As you may be able to glean from my image, my biggest insecurity is asking for help. But, when Steve asked me to explain why I don't ask for help, I have to admit was sort of at a loss for words. There are so many reasons that it is difficult for me to ask for help - and I found I couldn't possibly explain them all in the 15 minutes we had to take my photo. The simplest explanation we were able to come up with is that I don't want help - and so we settled on: I am not my pride. And there is absolutely some truth to that.

But, in reality, the reason I have trouble asking for help is a lot more complicated than simple pride.

I don't want help.

I hate that I so often need help.

I don't actually realize I need help until it's too late to ask.

It's uncomfortable to ask for help.

I feel guilty for needing help in the first place.

There isn't anyone to ask for help.

It takes more energy than I have to find someone I can ask for help.

I tried asking and nobody listened.  

I recently asked and it feels too soon to ask again.

People expect you to only need help in special circumstances, not all the time.
 
Everyone assumes I look fine so I don't need help. 

I think this list could probably go on and on. Because the reason I find it difficult to ask for help is a lot more than simple pride. It's also guilt. Exhaustion. Anxiety. Frustration. Habit. Self doubt. Fatigue. Resilience. Endurance. Strength. Lack of any other option. The simple reality of living life with an illness that never, ever goes away. Because the truth is that people living with chronic illnesses are some of the most likely to need help - but often the least likely to ask for it.

I don't really like this picture of myself. To my own eyes my face looks exhausted and drawn, but I guess that's sort of the point. I look like someone who could use a little help, and the words on my face make that clear. So I want to share this image to remind myself how important it is to try to ask for help when I need it - and I hope that by sharing I can remind others who are struggling that it's ok to ask for help too. 

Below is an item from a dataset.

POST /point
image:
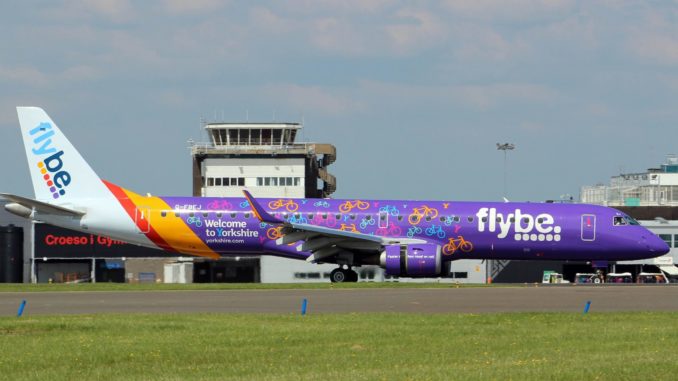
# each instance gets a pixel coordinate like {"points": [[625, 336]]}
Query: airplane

(If you'd like to see the images from the other Joint Decisions participants, you can check them out here.)

2 comments:

Tikhonova Olga said...

Hello Mariah! Your post made me cry. I also have RA, I've had it since I was 13, so for 16 years already. Honestly, I don't remember what it feels like not having RA.
I can very much relate to what you said about asking for help. For me it's also difficult.
For me top 3 reasons I try and do something that I know I shouldn't be doing (eg lifting heavy grocery bags...), are the last 3 on your list. A) When it feels I'm asking too soon, b) that people expect I may need help on special occasions, not every day, and c) that I look healthy => I don't need any help. What you wrote is so true to me. Thank you for your blog, I find it very helpful and informative!
Olga.

Unknown said...

I loved hearing a little more of the story behind the picture. Thanks for sharing.